How hackers can read your chats with ChatGPT or Microsoft Copilot

AI 3周前 admin
8 0 0

How hackers can read your chats with ChatGPT or Microsoft Copilot

What information can be extracted from intercepted AI chatbot messages?
可以从截获的 AI 聊天机器人消息中提取哪些信息?

Naturally, chatbots send messages in encrypted form. All the same, the implementation of large language models (LLMs) and the chatbots built on them harbors a number of features that seriously weaken the encryption. Combined, these features make it possible to carry out a side-channel attack when the content of a message is restored from fragments of leaked information.

To understand what happens during this attack, we need to dive a little into the details of LLM and chatbot mechanics. The first thing to know is that LLMs operate not on individual characters or words as such, but on tokens, which can be described as semantic units of text. The Tokenizer page on the OpenAI website offers a glimpse into the inner workings.
要了解这次攻击期间会发生什么,我们需要深入研究聊天机器人机制的细节LLM。首先要知道的是,LLMs不是对单个字符或单词本身进行操作,而是对标记进行操作,标记可以被描述为文本的语义单元。OpenAI 网站上的 Tokenizer 页面提供了对内部工作原理的一瞥。

How hackers can read your chats with ChatGPT or Microsoft Copilot

This example demonstrates how message tokenization works with the GPT-3.5 and GPT-4 models. Source
此示例演示消息标记化如何与 GPT-3.5 和 GPT-4 模型配合使用。源

The second feature that facilitates this attack you’ll already know about if you’ve interacted with AI chatbots yourself: they don’t send responses in large chunks but gradually — almost as if a person were typing them. But unlike a person, LLMs write in tokens — not individual characters. As such, chatbots send generated tokens in real time, one after another; or, rather, most chatbots do: the exception is Google Gemini, which makes it invulnerable to this attack.

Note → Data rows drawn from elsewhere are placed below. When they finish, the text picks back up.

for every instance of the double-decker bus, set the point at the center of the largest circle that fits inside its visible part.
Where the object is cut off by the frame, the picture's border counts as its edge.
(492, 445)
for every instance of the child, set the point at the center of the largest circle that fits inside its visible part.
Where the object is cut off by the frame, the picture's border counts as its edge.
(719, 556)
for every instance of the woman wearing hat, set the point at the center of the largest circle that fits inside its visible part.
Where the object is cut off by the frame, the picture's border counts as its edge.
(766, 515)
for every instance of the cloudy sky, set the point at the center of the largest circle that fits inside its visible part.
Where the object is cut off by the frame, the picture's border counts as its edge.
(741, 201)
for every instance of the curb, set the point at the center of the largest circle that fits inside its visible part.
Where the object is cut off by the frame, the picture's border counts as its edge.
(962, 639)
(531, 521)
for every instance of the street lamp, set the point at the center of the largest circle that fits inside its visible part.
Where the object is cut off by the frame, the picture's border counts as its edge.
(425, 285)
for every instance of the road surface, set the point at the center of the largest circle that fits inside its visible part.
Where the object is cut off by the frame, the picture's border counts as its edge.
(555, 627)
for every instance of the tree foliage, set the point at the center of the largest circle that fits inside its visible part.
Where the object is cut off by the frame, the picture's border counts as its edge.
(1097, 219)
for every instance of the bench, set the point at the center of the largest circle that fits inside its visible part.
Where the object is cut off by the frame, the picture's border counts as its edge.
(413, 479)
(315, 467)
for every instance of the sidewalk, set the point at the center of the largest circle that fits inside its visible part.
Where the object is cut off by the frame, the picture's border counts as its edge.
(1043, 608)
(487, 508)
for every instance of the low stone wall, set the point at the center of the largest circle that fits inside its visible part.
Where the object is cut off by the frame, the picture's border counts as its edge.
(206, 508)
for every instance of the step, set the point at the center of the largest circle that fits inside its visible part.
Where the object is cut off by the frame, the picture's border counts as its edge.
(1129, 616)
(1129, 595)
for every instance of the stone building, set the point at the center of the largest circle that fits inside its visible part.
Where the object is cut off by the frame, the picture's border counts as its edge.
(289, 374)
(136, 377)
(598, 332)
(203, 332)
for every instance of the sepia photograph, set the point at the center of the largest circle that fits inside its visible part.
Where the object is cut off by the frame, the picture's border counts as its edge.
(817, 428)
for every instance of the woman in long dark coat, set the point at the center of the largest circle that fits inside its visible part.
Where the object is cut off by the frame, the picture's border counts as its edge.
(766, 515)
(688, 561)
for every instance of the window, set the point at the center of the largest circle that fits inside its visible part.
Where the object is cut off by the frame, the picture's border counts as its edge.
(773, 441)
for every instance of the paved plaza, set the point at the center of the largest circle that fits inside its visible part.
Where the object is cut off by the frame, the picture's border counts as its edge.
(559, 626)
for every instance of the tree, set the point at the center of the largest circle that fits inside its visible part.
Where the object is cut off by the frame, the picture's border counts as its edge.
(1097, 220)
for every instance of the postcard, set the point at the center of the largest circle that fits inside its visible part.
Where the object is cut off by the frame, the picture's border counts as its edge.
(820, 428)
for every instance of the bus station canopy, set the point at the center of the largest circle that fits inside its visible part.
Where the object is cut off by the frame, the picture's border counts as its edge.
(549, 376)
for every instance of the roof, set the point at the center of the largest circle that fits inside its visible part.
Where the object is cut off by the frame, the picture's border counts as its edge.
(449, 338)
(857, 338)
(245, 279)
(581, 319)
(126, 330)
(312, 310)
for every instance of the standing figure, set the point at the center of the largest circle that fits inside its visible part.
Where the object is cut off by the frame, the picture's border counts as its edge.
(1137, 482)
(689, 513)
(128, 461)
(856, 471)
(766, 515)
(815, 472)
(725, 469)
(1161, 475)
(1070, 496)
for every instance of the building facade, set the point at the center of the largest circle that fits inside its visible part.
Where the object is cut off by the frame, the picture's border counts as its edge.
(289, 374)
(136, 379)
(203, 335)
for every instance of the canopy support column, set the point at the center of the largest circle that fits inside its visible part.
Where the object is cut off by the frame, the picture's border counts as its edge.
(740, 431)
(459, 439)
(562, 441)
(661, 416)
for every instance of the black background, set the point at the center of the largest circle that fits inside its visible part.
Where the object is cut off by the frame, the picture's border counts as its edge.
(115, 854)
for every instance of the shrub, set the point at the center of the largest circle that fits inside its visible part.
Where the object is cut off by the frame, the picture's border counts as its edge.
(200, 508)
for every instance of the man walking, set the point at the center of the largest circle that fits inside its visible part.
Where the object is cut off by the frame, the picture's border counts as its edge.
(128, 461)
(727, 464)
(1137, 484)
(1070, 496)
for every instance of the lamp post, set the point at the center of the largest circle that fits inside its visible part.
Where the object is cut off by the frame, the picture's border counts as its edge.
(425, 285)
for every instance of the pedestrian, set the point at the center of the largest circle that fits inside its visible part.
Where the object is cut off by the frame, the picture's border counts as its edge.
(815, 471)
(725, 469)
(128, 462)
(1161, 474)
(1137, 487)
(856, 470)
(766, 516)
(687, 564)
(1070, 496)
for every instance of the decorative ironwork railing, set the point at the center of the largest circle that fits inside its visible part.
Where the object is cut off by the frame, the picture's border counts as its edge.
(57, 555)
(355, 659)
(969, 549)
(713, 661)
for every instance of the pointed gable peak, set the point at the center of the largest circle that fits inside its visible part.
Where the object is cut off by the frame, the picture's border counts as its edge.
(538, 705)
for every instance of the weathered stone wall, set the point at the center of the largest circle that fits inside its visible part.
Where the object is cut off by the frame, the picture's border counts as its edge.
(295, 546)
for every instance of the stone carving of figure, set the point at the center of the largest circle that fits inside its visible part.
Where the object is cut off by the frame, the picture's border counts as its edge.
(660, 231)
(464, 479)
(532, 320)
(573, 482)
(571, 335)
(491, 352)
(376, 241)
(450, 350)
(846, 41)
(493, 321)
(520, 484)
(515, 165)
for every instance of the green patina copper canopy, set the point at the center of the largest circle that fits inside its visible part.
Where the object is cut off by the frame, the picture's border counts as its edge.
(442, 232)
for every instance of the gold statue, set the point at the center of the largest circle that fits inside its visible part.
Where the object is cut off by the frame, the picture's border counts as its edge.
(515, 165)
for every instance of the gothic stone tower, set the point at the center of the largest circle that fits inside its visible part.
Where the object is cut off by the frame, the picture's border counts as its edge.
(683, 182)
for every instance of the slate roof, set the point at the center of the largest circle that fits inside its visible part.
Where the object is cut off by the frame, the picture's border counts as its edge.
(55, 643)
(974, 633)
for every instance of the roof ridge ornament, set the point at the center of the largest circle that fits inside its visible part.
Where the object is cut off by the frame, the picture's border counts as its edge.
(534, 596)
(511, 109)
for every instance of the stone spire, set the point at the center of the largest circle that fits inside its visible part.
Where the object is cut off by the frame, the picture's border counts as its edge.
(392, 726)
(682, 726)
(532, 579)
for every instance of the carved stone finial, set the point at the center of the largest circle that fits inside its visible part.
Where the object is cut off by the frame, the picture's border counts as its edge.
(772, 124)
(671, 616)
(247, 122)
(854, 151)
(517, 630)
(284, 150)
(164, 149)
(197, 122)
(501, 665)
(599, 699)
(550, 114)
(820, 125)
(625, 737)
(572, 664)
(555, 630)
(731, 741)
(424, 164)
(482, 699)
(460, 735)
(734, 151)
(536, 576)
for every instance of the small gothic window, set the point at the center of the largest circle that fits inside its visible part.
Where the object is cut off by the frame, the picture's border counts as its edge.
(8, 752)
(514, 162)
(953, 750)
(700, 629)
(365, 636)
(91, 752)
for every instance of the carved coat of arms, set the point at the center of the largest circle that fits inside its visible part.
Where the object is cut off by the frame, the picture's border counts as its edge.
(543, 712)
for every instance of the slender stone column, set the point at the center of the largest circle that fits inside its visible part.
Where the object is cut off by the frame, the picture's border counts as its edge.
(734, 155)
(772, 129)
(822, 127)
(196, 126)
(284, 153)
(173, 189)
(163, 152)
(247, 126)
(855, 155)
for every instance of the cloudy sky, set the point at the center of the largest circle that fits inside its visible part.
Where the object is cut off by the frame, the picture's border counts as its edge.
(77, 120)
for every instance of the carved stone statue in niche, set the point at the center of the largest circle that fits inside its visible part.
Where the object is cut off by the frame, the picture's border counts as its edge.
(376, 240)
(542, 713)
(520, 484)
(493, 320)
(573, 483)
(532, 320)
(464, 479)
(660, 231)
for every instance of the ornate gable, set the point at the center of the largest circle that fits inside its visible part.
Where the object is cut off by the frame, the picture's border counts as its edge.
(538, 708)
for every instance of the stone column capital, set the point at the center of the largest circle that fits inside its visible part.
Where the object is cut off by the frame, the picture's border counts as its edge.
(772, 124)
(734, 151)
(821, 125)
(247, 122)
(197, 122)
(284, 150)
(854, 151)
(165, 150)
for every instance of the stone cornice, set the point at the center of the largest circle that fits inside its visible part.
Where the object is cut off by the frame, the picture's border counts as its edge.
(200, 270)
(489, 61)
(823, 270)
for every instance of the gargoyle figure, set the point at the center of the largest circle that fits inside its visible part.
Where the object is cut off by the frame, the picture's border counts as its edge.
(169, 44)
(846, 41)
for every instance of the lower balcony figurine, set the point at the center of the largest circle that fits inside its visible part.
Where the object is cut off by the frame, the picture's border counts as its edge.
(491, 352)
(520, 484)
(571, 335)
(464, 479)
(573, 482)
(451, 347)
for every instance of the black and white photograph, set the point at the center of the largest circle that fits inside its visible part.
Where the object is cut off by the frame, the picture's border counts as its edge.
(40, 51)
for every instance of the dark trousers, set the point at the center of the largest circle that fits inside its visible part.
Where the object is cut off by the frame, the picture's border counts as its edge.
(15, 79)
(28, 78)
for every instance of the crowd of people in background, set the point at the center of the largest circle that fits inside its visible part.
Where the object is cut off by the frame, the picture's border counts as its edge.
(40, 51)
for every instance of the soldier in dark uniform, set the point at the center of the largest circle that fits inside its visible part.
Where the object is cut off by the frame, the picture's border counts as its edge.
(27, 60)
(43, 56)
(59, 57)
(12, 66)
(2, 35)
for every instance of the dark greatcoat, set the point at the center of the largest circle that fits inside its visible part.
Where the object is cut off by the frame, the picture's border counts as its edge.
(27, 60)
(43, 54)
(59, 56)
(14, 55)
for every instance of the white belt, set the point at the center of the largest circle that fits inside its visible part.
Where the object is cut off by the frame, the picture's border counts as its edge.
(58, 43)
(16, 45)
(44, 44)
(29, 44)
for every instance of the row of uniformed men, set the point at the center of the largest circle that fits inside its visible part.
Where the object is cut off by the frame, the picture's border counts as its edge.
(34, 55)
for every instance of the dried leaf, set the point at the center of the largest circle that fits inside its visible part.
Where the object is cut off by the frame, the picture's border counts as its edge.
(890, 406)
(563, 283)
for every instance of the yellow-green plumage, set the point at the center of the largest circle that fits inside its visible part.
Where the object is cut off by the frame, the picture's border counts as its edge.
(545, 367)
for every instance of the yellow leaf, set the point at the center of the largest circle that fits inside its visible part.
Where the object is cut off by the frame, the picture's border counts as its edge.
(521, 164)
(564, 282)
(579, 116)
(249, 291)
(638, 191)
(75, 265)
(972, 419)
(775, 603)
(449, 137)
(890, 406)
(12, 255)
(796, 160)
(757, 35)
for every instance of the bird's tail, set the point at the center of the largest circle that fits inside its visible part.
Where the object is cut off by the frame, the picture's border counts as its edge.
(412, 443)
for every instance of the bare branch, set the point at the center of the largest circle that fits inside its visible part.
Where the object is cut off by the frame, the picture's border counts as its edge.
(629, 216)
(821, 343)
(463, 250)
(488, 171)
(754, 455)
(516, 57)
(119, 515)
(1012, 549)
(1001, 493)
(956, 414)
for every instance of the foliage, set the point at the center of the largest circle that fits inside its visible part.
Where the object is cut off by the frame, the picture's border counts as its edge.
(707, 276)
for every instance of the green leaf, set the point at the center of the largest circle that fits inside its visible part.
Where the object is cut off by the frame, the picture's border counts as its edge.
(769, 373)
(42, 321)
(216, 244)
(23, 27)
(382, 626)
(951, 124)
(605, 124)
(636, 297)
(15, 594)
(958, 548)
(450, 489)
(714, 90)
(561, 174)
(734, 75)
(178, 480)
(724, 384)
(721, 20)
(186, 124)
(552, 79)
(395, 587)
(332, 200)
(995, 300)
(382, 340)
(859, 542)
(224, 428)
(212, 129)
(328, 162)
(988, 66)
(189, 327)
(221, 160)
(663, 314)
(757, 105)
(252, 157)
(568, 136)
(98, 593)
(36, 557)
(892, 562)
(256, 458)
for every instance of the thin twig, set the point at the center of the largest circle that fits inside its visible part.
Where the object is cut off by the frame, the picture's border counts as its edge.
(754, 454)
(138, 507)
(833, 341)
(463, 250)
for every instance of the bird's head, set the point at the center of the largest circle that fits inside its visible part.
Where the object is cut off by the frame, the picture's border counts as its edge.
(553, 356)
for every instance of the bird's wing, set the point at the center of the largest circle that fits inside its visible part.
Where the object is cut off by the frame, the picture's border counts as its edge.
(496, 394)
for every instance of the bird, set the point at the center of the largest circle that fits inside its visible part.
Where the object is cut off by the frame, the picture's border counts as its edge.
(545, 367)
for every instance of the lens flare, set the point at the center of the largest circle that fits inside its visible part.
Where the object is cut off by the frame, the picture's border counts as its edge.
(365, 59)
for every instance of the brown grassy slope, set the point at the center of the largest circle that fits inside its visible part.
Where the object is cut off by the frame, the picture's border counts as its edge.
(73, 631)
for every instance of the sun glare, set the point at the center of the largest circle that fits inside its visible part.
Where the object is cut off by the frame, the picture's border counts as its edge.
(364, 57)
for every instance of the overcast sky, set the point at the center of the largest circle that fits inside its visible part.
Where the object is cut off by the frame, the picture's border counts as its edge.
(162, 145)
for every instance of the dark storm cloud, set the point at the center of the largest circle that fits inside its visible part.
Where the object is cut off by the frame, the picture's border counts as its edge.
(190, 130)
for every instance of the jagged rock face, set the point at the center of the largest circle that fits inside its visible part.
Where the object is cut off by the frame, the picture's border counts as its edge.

The third peculiarity is the following: at the time of publication of the paper, the majority of chatbots didn’t use compression, encoding or padding (appending garbage data to meaningful text to reduce predictability and increase cryptographic strength) before encrypting a message.

Side-channel attacks exploit all three of these peculiarities. Although intercepted chatbot messages can’t be decrypted, attackers can extract useful data from them — specifically, the length of each token sent by the chatbot. The result is similar to a Wheel of Fortune puzzle: you can’t see what exactly is encrypted, but the length of the individual words tokens is revealed.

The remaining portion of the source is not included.